消極的選択
翌日も私はあまり学校に行く気がしなかった。けれど、仮病使って休む気力もなく、惰性で登校した。
紅葉の側にいればいい。そう思っていたのに──
「か、風邪……⁉︎」
いつも来ている時間になっても来ていないから連絡を入れると、風邪で休むと紅葉から返信が来た。
紅葉がいなければ私はぼっちになってしまう……⁉︎
いや、ぼっち自体は全然大丈夫なのだけれど、あまり三人と顔を合わせたくない、見たくないという状況で紅葉という避難先がない。しかも今日は体育がある。バドミントンだから絶対二人組を作るように言われる。紅葉がいないから今日は一グループ三人でやってねってなる。
あそこの三人で組んでくれるなら別にいいけど、もし誰かがあの三人の内誰か一人と組んだら、強制的に私は残りの二人と組む事になる。
残念な事にうちのクラス、皆それなりに仲良いせいで孤立している人がいないから、孤立している者同士で組むという事が起こらない。

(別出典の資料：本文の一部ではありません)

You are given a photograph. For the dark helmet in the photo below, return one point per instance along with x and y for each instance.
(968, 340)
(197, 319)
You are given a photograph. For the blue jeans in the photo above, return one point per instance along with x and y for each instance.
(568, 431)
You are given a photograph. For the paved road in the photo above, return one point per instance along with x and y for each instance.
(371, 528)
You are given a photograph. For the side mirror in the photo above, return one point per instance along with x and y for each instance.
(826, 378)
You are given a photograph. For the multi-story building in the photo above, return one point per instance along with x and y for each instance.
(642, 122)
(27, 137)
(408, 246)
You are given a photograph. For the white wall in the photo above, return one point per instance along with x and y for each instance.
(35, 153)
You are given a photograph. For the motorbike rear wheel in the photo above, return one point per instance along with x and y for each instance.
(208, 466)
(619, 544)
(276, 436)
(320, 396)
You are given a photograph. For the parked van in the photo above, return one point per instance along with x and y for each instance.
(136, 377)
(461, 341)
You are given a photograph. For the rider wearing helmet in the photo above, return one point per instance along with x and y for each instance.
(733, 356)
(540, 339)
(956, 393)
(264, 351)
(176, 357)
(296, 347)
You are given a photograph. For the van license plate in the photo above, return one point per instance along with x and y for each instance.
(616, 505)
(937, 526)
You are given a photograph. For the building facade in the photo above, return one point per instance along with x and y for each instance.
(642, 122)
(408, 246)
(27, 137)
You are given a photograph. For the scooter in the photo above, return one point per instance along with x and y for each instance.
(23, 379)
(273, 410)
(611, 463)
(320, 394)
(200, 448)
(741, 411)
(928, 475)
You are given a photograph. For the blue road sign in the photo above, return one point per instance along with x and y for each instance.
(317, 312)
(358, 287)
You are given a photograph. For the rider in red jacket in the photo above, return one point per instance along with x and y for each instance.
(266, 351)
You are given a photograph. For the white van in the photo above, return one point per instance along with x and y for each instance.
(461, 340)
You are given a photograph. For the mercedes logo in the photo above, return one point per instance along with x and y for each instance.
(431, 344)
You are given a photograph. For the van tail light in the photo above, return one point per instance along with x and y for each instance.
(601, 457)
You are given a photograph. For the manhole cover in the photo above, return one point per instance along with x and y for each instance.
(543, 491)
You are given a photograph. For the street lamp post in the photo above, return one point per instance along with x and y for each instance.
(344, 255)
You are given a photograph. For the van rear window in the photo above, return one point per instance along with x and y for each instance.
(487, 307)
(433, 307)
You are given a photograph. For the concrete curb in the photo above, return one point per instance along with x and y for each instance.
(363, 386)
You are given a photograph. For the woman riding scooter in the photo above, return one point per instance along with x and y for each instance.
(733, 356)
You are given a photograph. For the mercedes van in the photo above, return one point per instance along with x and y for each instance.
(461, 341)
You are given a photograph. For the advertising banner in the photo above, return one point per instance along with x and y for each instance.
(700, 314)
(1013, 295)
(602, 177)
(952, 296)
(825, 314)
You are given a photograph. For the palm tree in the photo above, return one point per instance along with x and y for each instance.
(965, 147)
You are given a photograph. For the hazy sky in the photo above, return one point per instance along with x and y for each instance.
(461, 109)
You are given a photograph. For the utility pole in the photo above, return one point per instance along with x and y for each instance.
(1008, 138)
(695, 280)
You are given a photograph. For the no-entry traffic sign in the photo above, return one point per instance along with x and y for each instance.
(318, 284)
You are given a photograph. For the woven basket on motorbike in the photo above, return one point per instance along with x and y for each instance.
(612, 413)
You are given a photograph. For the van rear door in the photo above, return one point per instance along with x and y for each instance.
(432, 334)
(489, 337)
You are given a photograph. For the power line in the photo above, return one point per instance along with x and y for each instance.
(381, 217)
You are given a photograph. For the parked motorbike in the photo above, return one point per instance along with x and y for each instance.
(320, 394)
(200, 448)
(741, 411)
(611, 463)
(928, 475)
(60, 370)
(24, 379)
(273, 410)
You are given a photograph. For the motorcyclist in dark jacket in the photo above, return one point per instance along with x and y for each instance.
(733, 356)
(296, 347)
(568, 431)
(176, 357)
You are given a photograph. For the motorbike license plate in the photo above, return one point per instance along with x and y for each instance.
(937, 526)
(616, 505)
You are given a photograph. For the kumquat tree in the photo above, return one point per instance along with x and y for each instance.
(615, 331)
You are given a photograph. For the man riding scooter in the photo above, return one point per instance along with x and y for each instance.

紅葉以外のクラスメイトと大して仲良くないし、奇数人女子グループが一軍のガチ陽キャかギャルか腐女子だからそことは組みたくない。
こうなったら先手を打つしかない。
「あのさ、誰でもいいから体育私と組んでくれない?」
裏切り者の仲良しグループに突貫し、そう口にした。
仲良さそうに笑顔を浮かべながら会話していたのが一瞬で静まり返った。
「珍しいね」
真っ先に口を開いたのは裏切り者だ。
「今日紅葉風邪で休みだから」
「そうなんだ。じゃあお大事にって伝えておいて。でもそれなら氷冬様達と──あ、そっか、空瀬ちゃん今三人と喧嘩中なんだっけ。何があったかは知らないけど、早くごめんなさいした方がいいよ」
なんで私が悪い事した前提なのだろうか。そもそもなぜ喧嘩中っていう誤解が広まっているのか。
「喧嘩じゃないから。そもそもなんで私が悪い事した前提なわけ?」
「日頃の行いというものだよ」
腹立つ顔だ。でも心臓は安定している。
「とりあえず体育の時空瀬ちゃんもらっていいか聞いてくるね」
「は? 誰に──」
裏切り者はとっとと三人の輪に入っていった。目が合うの嫌だから、視線を外しておく。
「空瀬さんって秋野さんがいなかったら和木の方に来るんだね」
「…………どちら様でしょうか?」
「それはあたしを指しているのか、和木を指しているのか」
「…………どっちも」
短髪の運動部っぽいクラスメイトはあーこれか〜と言いたげな、呆れた表情を向けた。
「あたしは水入。空瀬さんが話しかけたのが和木。流石の和木もそろそろ覚えないと泣くよ」
「中野です。一応去年同じクラスだったんだけど覚えてます?」
「いいえ」
委員長みたいな見た目。全く印象にない。
「ですよね〜」
眼鏡をかけた長髪の方に目をやると、特に表情変化せずに淡々と名乗った。
「草谷」
「はぁ〜なるほど、水の木や。ね」
「変にくっつけないでちょうだい」
裏切り者がニコニコと笑顔を浮かべながら戻ってきて、私の両肩に手を置いた。不快だが、以前三人の時にあった動揺自体はない。
「わたし氷冬様と組める事になった!」
おい、私の話はどうしたと言いたい。というか、私この人らと今日初めて喋ったから裏切り者と組めないなら私は誰と組めばいいの⁉︎
「流石は裏切り者。名に反しない行動。あんたと組めないなら私は誰と組めばいいのさ」
「ここに三人いるから好きな人選びなよ。あとわたしはそんな名前じゃない」
「私達は別に空瀬と組む事に異論はないわ」
「…………一番マシなの誰なの?」
「辛辣だね」
「私達一応頼まれている側なんですよね?」
「そんな性格だから喧嘩したら拗れるのよ」
「喧嘩じゃないってば」
正直誰を選んでも五十歩百歩なので、天の神様に決めてもらった。